Kürt sorunun çözüm sürecine ilişkin olarak da görüşlerini açıklayan MÜSİAD Başkanı, “Bugüne kadar akıtılan kanın hiçbir şekilde telafisi olmaz. Ama bundan sonra süreç sadece terörün sonlandırılması değil, Türkiye’nin geleceğinin yeniden şekillendirilmesi sürecidir. Biz de bu sürece destek veriyoruz, vereceğiz” diye konuştu.

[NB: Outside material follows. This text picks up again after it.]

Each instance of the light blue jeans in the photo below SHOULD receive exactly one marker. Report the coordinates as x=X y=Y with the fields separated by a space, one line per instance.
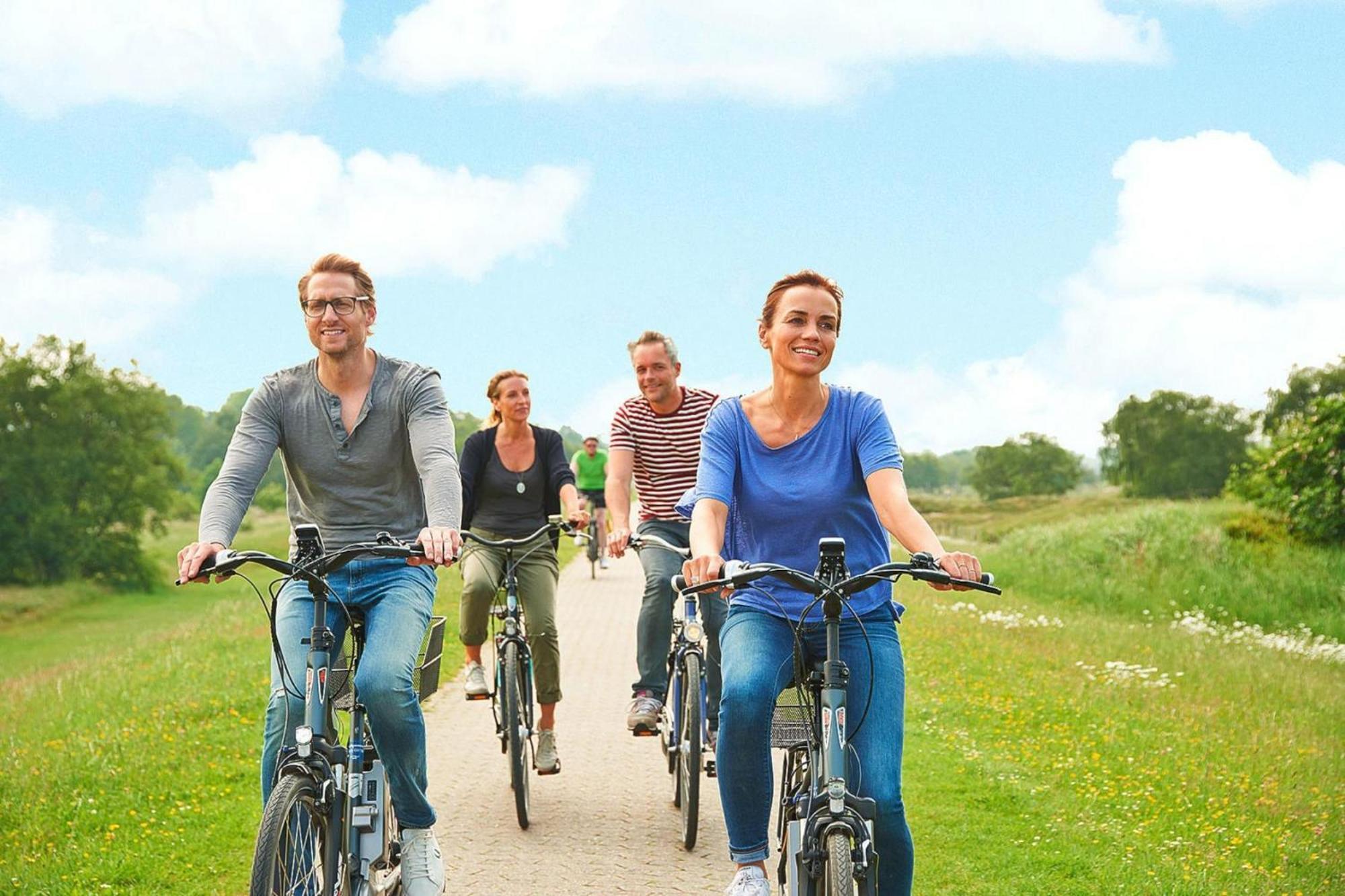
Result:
x=397 y=602
x=758 y=651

İşte MÜSİAD Başkanı Nail Olpak’ın açıklamalarından satırbaşları:

 

Cezanın miktarı önemli değil

 

“Rekabet Kurulu gibi bir kurulun Türkiye’de faaliyette olmasının çok pozitif bir yanı olduğunu bir kenara not etmek gerekir. Zaman zaman birilerinin canı yansa da, artık insanların ya da kurumların canlarının istediği gibi faaliyet yapamayacakları bir ortama doğru gittiğini görmek, Türkiye’nin geleceği açısından oldukça önemli. Kesilen cezanın miktarı da beni o kadar fazla ilgilendirmiyor. Azdı fazlaydı tartışmasına girmenin gereği yok.”

 

Şirketler zararları için dava açabilir

 

“Bireysel bazda kayıplar söz konusuysa, onların bireysel takip edilmesinin daha doğru olacağı kanaatindeyim.Kurumların bu işin içerisinde olması, bizim ve benzeri kurumların işin içerisinde olması ne kadar sağlıklıdır bilemiyorum. Bir de insanlar şöyle bakar iş aleminde: Açacağım davanın karşılığında, kazanacağımla vereceğim emek birbirini kurtarıyor mu, kurtarmıyor mu? Aksi takdirde insan beş liralık bir kaybı için de o işi bir ar meselesi haline getirip dava açabilir ama iş adamı genel itibariyle böyle bakmaz olaya. Kazancımı veya kaybımı ne şekilde dengeliyorum diye bakacaktır. Varsa bir artısı gelecektir. Onlar kendi takdirleridir diye bakıyorum.”

 

Çözüm süreci, dönüşüm sürecidir

 

“Biz çözüm sürecini şöyle değerlendiriyoruz: Elbette olayın çok acı bir tarafı vardır, kanla ilgili, hayatların kaybedilmesiyle ilgili bir tarafı vardır. Bunun hiçbir şekilde telafisi olamaz. Yani bir hayatın maddi karşılığı veya herhangi bir karşılığı yoktur. Bu anlamda çok önemli bulduğumuzu söylemek isterim. Biz sürece sadece terörün sonlandırılması değil, Türkiye’nin geleceğinin yeniden şekillendirilmesi süreci olarak bakıyoruz. Sadece doğu ve güneydoğu bölgesinin sorunlarının çözülmesi değil, ki çözülmelidir; terörün dışındaki sorunlar da o bölgede çözülmelidir. Biz her türlü ayrımcılığa bugüne kadar din, dil, ırk türü ayrımcılığın tümüne karşı çıkmış bir derneğiz. Aynı çizgimizi sürdürüyoruz. Çözüm sürecine iş dünyası olarak biz net bir şekilde destek verdik, vermeye de devam ediyoruz.”